XTradeGrok Blog

How to Backtest a Trading Strategy in the UK: A Practitioner’s Guide

Risk warning. Backtested results are historical and do not guarantee future performance. The most common reason backtested strategies fail in live trading is methodological error during the backtest itself — this article exists to help you avoid the most damaging of those errors. Trading involves risk and most retail traders lose money.

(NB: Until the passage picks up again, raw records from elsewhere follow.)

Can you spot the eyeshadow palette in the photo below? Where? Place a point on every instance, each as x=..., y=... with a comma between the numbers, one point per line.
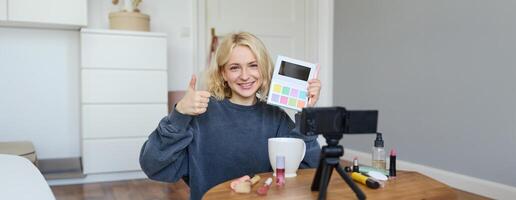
x=289, y=83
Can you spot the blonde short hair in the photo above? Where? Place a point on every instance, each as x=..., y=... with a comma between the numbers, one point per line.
x=215, y=82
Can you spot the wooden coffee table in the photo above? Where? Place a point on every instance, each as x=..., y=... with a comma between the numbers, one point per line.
x=407, y=185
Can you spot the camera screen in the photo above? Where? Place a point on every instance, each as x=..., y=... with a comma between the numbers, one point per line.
x=294, y=71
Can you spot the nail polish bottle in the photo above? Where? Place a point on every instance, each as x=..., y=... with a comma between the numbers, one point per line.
x=379, y=153
x=280, y=170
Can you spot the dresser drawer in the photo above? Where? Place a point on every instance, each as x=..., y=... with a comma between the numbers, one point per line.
x=125, y=120
x=109, y=155
x=123, y=51
x=124, y=86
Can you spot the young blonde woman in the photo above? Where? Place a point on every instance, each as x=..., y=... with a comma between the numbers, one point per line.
x=220, y=134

Why backtesting matters more than most retail traders realise

Backtesting is the discipline of running a trading strategy against historical market data to estimate how it would have performed. Done properly, it is the single most valuable activity a systematic trader can undertake before risking capital. Done improperly — which is how most retail backtests are done — it produces confidence in strategies that fail immediately in live trading and consumes capital that would have been better preserved.

This article is written for the UK practitioner: someone with the patience and technical inclination to build something rigorous, working with UK-relevant assets (FTSE indices, GBP/USD, gilts, UK equities, crypto traded through UK-accessible venues) and considering live deployment through UK-regulated channels. The principles are universal but the data sources, tax considerations, and execution constraints we will discuss are specific to the UK environment in 2026.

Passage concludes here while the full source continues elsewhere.